Лариса поняла, что Митрофанов пьян. Трезвый человек не рискнул бы произнести такое…
— Поликарп Петрович, идите домой. Тут у нас народ ходит, директриса может вернуться…
Она боялась не за себя — со своей судьбой она давно примирилась — а за Митрофанова и Юлю: узнают, что он служил под началом Хорунжего, чем еще это кончится…
Уходя, он заверил, что напишет самому Клименту Ефремовичу. Лариса кивала головой и благодарила, а сама думала: проспится и забудет. Или просто не решится — было уже такое с другими и не раз… Да и кому писать? Уже тогда она многое понимала, а впоследствии, в лагере, Нина Николаевна Дольская подтвердила ее сомнения:
— Писать жалобы можно в случае судебной ошибки. То, что происходит в Советском Союзе, не ошибка судей, это запланированное истребление лучшей части общества. Кому-то наша интеллигенция стала мешать. А писать жалобы ЕМУ — вдвойне глупо. Это значит жаловаться на него самого.
* * *Шел второй год пребывания Ларисы в спецдетдоме и третий месяц войны с белофиннами. Однажды Разгонова объявила, что их детский дом в качестве гостя посетит герой войны. Вожатым и воспитателям приказывалось в срочном порядке подготовить концерт. Песни — только боевые, революционные, танцы — бодрые, веселые.
— И чтобы никаких соплей! — Разгонова покосилась на Ларису. В детдомовской самодеятельности та выступала со старинными романсами.
Героическим гостем оказался бывший сосед Ларисы Володька Мельник — сын слесаря Федота Ивановича.

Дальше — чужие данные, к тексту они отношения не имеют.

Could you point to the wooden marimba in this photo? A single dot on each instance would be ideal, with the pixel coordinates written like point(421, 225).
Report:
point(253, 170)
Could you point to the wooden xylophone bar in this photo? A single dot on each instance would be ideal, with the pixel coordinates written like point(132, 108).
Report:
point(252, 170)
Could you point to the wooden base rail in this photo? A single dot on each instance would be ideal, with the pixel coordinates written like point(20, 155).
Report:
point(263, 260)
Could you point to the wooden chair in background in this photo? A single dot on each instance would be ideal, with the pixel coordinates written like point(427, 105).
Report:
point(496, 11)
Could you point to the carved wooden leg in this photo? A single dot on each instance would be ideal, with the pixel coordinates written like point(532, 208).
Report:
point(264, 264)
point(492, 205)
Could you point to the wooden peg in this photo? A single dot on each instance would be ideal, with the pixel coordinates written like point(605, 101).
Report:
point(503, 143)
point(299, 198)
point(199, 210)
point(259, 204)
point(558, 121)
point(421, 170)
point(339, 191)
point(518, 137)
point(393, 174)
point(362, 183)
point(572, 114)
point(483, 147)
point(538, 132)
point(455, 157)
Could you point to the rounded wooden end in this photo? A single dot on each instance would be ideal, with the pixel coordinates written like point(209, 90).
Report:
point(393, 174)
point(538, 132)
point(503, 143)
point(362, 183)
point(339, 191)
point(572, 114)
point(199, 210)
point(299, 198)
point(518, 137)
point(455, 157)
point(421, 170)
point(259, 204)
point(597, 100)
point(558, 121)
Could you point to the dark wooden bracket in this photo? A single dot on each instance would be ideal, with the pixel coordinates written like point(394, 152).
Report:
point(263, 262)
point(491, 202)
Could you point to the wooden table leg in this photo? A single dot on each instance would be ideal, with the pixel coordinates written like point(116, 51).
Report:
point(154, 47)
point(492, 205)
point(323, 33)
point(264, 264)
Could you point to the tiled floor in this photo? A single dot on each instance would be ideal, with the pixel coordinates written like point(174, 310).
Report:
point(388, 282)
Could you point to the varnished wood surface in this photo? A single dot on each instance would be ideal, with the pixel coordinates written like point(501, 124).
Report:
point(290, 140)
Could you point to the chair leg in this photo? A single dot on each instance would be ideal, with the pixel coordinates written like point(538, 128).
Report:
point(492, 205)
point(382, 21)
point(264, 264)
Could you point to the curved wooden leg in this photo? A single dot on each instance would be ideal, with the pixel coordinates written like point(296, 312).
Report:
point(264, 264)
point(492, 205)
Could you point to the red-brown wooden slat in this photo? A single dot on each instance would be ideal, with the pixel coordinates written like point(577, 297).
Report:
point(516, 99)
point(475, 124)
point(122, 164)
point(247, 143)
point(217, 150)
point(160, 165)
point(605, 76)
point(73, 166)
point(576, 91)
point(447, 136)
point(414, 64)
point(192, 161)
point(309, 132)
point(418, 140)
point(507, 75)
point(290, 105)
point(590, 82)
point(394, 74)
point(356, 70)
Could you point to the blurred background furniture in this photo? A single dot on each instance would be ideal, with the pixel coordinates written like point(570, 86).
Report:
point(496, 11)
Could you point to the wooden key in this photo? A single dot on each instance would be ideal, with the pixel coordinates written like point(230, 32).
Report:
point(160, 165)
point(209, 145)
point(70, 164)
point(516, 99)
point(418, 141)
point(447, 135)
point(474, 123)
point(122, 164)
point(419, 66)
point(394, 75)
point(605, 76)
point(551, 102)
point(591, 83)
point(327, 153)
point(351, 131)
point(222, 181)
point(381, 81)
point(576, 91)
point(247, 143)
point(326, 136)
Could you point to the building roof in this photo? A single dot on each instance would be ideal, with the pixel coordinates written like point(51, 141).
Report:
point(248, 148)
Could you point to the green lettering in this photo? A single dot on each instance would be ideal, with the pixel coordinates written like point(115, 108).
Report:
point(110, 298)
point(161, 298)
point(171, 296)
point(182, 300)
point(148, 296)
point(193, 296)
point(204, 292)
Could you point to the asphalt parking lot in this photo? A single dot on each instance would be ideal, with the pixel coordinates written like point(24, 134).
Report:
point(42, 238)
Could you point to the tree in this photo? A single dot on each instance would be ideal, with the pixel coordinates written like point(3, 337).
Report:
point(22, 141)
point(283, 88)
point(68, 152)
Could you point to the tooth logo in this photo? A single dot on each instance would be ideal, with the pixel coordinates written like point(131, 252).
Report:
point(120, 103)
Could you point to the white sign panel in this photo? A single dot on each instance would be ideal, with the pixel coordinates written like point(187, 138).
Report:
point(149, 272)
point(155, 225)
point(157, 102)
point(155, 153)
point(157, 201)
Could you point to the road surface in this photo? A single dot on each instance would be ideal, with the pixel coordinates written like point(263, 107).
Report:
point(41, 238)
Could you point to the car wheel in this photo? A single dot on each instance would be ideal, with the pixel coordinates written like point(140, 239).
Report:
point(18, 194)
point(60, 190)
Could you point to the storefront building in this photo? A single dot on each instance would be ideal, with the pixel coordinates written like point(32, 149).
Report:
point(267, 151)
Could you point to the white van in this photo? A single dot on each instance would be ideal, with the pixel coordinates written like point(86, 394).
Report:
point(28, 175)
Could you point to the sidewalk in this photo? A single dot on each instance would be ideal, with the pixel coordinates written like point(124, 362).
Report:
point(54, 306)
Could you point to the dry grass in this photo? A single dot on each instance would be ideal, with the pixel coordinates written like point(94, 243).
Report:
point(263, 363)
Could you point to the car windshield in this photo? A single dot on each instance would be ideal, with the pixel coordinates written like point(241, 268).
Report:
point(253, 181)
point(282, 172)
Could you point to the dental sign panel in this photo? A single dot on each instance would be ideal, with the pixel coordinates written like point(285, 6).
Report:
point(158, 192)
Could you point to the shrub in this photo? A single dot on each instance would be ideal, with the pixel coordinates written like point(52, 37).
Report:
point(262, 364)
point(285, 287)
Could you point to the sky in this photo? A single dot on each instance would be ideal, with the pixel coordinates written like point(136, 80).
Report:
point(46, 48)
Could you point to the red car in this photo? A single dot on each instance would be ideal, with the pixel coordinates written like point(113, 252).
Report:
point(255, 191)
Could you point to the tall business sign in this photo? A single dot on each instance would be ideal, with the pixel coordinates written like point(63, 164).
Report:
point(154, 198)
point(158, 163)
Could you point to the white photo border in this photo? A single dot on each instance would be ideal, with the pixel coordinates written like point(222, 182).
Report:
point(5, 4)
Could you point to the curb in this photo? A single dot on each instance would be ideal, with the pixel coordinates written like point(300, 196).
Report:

Года два назад он поступил в военное училище, а когда приезжал на побывку, заходил к Хорунжим.
Во время торжественной части Володька сидел на сцене за столом, накрытым кумачовой скатертью, рядом с Разгоновой. От смущения он все время смотрел в пол и Ларисы не видел. В ответном слове он поблагодарил начальство и «весь личный состав» спецдетдома за теплый прием, а потом сказал, что никакой он не герой, а просто раненый, а настоящие герои — его товарищи, которые сейчас воюют с белофиннами.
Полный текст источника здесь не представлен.